Entre les mois d’avril et d’octobre, les hautes latitudes boréales connaissent leur saison des feux de forêts. Or, si les images d’une végétation prise par les flammes font facilement parler d’elles sur les réseaux sociaux et dans les médias, certains brasiers évoluent bien plus discrètement, loin des regards, mais de façon tout aussi pernicieuse…
Résidus d’anciens foyers, ils couvent sous la neige et le froid qui accompagnent la nuit polaire et tendent à repartir en surface la saison suivante. C’est ce que l’on a appelé les feux zombies, en référence au fait qu’ils semblent renaître d’entre les morts. Outre leur capacité à rallumer des brasiers en apparence dissipés, ils sont difficiles à localiser et encore plus à éteindre.
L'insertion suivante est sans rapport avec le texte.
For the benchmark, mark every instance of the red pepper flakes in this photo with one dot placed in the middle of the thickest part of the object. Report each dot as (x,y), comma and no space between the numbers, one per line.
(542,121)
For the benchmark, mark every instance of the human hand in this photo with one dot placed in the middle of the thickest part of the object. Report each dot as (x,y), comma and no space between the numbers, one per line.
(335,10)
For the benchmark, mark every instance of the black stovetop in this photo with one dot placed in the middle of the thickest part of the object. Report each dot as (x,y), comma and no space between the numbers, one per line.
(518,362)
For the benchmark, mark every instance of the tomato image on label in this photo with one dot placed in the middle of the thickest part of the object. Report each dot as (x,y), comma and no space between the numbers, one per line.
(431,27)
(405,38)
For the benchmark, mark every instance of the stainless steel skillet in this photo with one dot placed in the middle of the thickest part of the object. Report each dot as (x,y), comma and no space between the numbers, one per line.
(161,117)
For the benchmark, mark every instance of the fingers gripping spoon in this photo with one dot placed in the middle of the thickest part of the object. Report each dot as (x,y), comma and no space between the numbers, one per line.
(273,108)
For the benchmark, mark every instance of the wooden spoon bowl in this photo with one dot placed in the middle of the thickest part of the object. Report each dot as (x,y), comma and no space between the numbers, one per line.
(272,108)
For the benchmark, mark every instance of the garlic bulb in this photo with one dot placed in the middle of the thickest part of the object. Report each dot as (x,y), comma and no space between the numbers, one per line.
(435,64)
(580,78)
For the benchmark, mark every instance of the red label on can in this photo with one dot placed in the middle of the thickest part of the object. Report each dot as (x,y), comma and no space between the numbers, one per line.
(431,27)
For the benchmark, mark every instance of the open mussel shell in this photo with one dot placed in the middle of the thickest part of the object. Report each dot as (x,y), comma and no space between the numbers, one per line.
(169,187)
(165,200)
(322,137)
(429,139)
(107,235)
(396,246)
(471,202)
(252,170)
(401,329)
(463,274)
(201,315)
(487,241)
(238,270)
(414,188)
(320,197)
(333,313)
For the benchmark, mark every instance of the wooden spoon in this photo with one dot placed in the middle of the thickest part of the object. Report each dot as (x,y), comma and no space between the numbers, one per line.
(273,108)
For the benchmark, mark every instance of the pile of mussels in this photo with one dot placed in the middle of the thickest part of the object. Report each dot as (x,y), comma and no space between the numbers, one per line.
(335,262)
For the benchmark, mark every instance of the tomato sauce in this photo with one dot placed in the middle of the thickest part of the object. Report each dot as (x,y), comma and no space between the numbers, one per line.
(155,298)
Une des premières études axée sur les feux zombies
Même si le phénomène a attisé un intérêt croissant, le signalement des incendies zombies reste encore très parcellaire, limitant de fait notre habilité à évaluer leur fréquence, leur localisation ou encore leur évolution dans le temps. Dans un papier novateur paru dans la revue Nature, un groupe de chercheurs s’est attelé à la tâche. Il s’agit de l’une des premières études publiée dans une revue à comité de lecture et traitant du phénomène.
En analysant 17 ans d’images satellitaires à haute résolution, les scientifiques ont recensé chaque feu zombie dans un domaine nord-américain englobant l’Alaska et les Territoires du Nord-Ouest. Comment ? Grâce à un algorithme capable de repérer leur signature spatio-temporelle caractéristique lorsqu’ils réapparaissent en surface. Par exemple, à l’intérieur ou à proximité d’anciennes zones incendiées et à une période qui ne coïncide pas avec la saison des orages.
Ils ont constaté qu’une saison chaude marquée par des températures particulièrement élevées et des incendies de grande ampleur était nécessaire pour nettement propager les brasiers sous la surface. Profond et extrêmement riche en carbone, le sol tourbeux des régions boréales alimente alors les parties souterraines pendant les mois d’hiver. Certains incendies zombies pouvant même couver durant plusieurs années, permettant à un même foyer de ré-émerger à de multiples reprises.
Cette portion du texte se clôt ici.